Berthouly C, Do Ngoc D, Thévenon S, Bouchel D, Van T Nhu, Danes C, Grosbois V, Thanh H Hoang, Chi C Vu, Maillard J-C
CIRAD, UPR AGIRs, Campus International de Baillarguet, 34398 Montpellier Cedex 05, France.
Mol Ecol. 2009 Oct;18(19):3980-91. doi: 10.1111/j.1365-294X.2009.04342.x. Epub 2009 Sep 7.
Assessing how genes flow across populations is a key component of conservation genetics. Gene flow in a natural population depends on ecological traits and the local environment, whereas for a livestock population, gene flow is driven by human activities. Spatial organization, relationships between farmers and their husbandry practices will define the farmer's network and so determine farmer connectivity. It is thus assumed that farmer connectivity will affect the genetic structure of their livestock. To test this hypothesis, goats reared by four different ethnic groups in a Vietnamese province were genotyped using 16 microsatellites. A Bayesian approach and spatial multivariate analysis (spatial principal component analysis, sPCA) were used to identify subpopulations and spatial organization. Ethnic group frequencies, husbandry practices and altitude were used to create cost maps that were implemented in a least-cost path approach. Genetic diversity in the Vietnamese goat population was low (0.508) compared to other local Asian breeds.
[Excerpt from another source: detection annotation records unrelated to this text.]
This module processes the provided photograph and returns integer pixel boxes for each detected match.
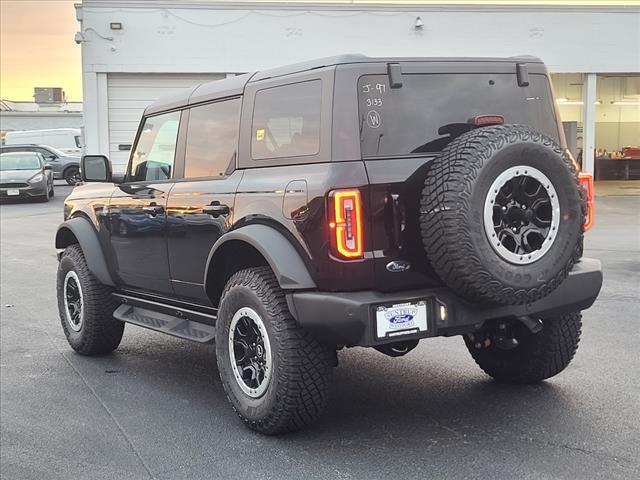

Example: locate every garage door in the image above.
[107,73,226,172]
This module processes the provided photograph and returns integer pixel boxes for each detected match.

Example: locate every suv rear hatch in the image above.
[358,62,563,291]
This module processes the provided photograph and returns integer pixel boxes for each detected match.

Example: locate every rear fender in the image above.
[204,224,316,291]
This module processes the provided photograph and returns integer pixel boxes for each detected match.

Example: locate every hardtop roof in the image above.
[145,54,542,115]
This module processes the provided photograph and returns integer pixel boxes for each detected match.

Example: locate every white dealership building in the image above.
[75,0,640,178]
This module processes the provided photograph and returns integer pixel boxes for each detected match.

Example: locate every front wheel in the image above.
[58,244,124,355]
[216,267,335,434]
[464,312,582,384]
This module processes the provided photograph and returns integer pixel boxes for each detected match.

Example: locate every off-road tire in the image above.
[464,312,582,384]
[420,125,586,304]
[216,267,336,435]
[57,244,124,355]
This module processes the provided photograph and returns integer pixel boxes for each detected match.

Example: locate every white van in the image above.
[4,128,82,155]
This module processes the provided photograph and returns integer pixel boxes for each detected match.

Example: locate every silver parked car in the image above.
[0,152,53,202]
[0,145,80,185]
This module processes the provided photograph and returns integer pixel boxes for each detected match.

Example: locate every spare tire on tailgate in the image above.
[420,125,585,304]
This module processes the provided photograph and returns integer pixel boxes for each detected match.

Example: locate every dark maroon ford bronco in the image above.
[55,55,602,434]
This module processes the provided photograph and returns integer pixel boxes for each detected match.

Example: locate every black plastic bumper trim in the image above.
[287,258,602,346]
Using a Bayesian approach, three clusters were identified. sPCA confirmed these three clusters and also that the genetic structure showed a significant spatial pattern. The least-cost path analysis showed that genetic differentiation was significantly correlated (0.131-0.207) to ethnic frequencies and husbandry practices. In brief, the spatial pattern observed in the goat population was the result of complex gene flow governed by the spatial distribution of ethnic groups, ethnicity and husbandry practices. In this study, we clearly linked the livestock genetic pattern to farmer connectivity and showed the importance of taking into account spatial information in genetic studies.
评估基因如何在种群间流动是保护遗传学的关键组成部分。自然种群中的基因流动取决于生态特征和当地环境,而对于畜牧种群来说,基因流动则由人类活动驱动。空间组织、农民及其养殖方式之间的关系将界定农民网络,从而决定农民之间的连通性。因此可以假定,农民之间的连通性会影响其牲畜的遗传结构。为了验证这一假设,对越南一个省份中四个不同民族饲养的山羊进行了基因分型,使用了16个微卫星。采用贝叶斯方法和空间多变量分析(空间主成分分析,sPCA)来识别亚种群和空间组织。利用民族频率、养殖方式和海拔创建成本地图,并将其应用于最小成本路径法。与其他亚洲本地品种相比,越南山羊种群的遗传多样性较低(0.508)。采用贝叶斯方法,识别出了三个聚类。sPCA证实了这三个聚类,并且遗传结构呈现出显著的空间模式。最小成本路径分析表明,遗传分化与民族频率和养殖方式显著相关(0.131 - 0.207)。简而言之,在山羊种群中观察到的空间模式是由民族、种族和养殖方式的空间分布所支配的复杂基因流动的结果。在本研究中,我们明确地将牲畜的遗传模式与农民之间的连通性联系起来,并展示了在遗传研究中考虑空间信息的重要性。